Policjant z sześciopakami
- Mimo wszystko jakoś tak spontanicznie wyszło, że tłum ruszył. Nie dowierzaliśmy, że ktoś może nam zabronić przebiec się chociaż kawałek. Chcieliśmy pomachać ludziom, którzy tłumnie rozstawili się jeszcze na terenie Stadionu Olimpijskiego. Machali, pozdrawiali nas i tak jakoś przebiegliśmy przez bramę stadionu - kontynuuje swoją opowieść Zamorski.
Bieg trwał dalej. Uczestnicy, mimo że start został odwołany, kierowali się w stronę ul. Kochanowskiego. Nie zwracali uwagi na policjantów, którzy przez megafon mieli powtarzać, żeby się rozejść, bo bieg jest nielegalny.
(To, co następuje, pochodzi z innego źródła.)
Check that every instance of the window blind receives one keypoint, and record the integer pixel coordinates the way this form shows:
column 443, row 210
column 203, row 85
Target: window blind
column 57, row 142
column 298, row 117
- Biegł z nami gość przebrany za Batmana, wyszedł z ukrycia w odpowiednim momencie - wspomina z uśmiechem chłopak i dodaje: - Po przeciwnej stronie al. Kochanowskiego stał wóz policyjny z izotonikami. Nie myśląc wiele, podskoczyłem do policjanta, który energicznie wydawał napoje w sześciopakach.
"Nogi niosły same"
Mimo prób policjantów, biegaczy nie udało się zatrzymać. Jak przyznaje Zamorski, nielegalny, ale spontaniczny start sprawił, że było to święto biegania. Sportowcom czasem było trudno, bo na placu Wróblewskiego skierowali się na pas zieleni z torowiskiem tramwajowym i metalowymi przegródkami.
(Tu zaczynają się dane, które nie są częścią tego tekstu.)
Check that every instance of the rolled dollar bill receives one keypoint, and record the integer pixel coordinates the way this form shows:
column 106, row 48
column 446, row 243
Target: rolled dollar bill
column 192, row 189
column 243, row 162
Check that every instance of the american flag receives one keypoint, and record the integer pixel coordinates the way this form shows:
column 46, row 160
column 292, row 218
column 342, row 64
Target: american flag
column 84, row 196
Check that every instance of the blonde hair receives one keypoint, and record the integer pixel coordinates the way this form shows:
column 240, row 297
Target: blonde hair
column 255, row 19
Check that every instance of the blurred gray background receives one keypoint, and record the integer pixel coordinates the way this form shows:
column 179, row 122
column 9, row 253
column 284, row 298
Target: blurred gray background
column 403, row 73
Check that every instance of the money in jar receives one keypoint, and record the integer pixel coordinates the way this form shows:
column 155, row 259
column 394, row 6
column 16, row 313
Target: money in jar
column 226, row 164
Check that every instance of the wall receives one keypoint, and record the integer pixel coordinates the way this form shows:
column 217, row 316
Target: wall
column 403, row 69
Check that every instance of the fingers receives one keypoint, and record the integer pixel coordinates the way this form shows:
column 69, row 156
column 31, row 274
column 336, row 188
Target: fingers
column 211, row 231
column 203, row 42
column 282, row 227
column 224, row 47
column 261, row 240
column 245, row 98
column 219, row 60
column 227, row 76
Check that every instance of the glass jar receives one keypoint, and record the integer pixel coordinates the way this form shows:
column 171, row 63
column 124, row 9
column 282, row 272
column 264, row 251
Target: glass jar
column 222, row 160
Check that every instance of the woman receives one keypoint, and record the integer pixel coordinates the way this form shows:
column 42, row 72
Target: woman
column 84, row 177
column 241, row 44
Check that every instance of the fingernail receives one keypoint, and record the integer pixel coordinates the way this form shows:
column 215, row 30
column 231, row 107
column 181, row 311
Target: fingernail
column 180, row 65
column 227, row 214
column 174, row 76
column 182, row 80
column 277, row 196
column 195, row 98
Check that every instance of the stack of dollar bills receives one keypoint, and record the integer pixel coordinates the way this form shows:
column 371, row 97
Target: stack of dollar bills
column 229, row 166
- Lekko kulałem przez dwa kilometry, a przez kolejne dwa, trzy walczyłem z bólem. Potem nogi niosły same - przyznaje biegacz.
Sprawdzili się za to mieszkańcy, którzy zmęczonym sportowcom kupowali wody mineralne i napoje izotoniczne.
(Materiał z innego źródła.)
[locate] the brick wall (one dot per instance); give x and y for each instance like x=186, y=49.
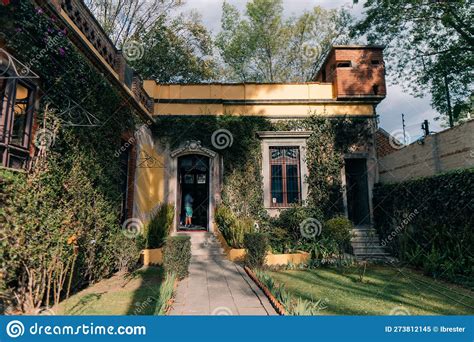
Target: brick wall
x=442, y=152
x=383, y=145
x=364, y=77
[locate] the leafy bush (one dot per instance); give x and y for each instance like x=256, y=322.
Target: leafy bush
x=127, y=251
x=256, y=245
x=339, y=229
x=278, y=240
x=159, y=226
x=166, y=293
x=233, y=228
x=295, y=306
x=291, y=219
x=177, y=255
x=428, y=223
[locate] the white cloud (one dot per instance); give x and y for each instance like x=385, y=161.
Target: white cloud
x=415, y=109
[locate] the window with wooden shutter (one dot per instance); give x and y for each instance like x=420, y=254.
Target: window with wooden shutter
x=285, y=176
- Od 16 kilometra zacząłem zmagać się ze sobą. To, że brakuje sił, nie znaczy, że nie dobiegnę. Przyczepiłem się dwójki biegaczy i dobiegłem z nimi na stadion, gdzie czekały tłumy. Czas około dwóch godzin nie powala, ale to nie wynik był najważniejszy. Tym bardziej, że to mój pierwszy półmaraton. Potem były uściski, banan, woda, woda, woda, zdjęcia i wspominanie trasy - dodaje.
Niesamowity bieg
Chociaż na mecie nie było nagród ani oficjalnego pomiaru czasu, na sportowców czekały niezapomniane wrażenia.
- Była solidarność między biegaczami, wzajemna pomoc - wystarczyło krzyknąć "woda" i ktoś podnosił rękę. Czuć było olbrzymie wsparcie wrocławian, którzy chyba dopingowali jeszcze mocniej dlatego, że bieg był nielegalny. Był wysiłek, zmęczenie i radość. Każdy czuł, że brał udział w czymś niesamowitym - przyznaje Krzysztof Zamorski.
Chłopak wspomina, że odwołanie półmaratonu niektórzy oceniali jako skandal i porażkę. Niezadowoleni mogli być zwłaszcza ci, którzy na wrocławski bieg przyjechali z całego świata.
- Nie mam słów, żeby opisać ogrom energii, jaki dostaliśmy od mieszkańców podczas biegu. Ludzie często krzyczeli, że dziękują za taką formę promocji biegania i, że Wrocław biega mimo wszystko. To było najprzyjemniejsze - kończy chłopak.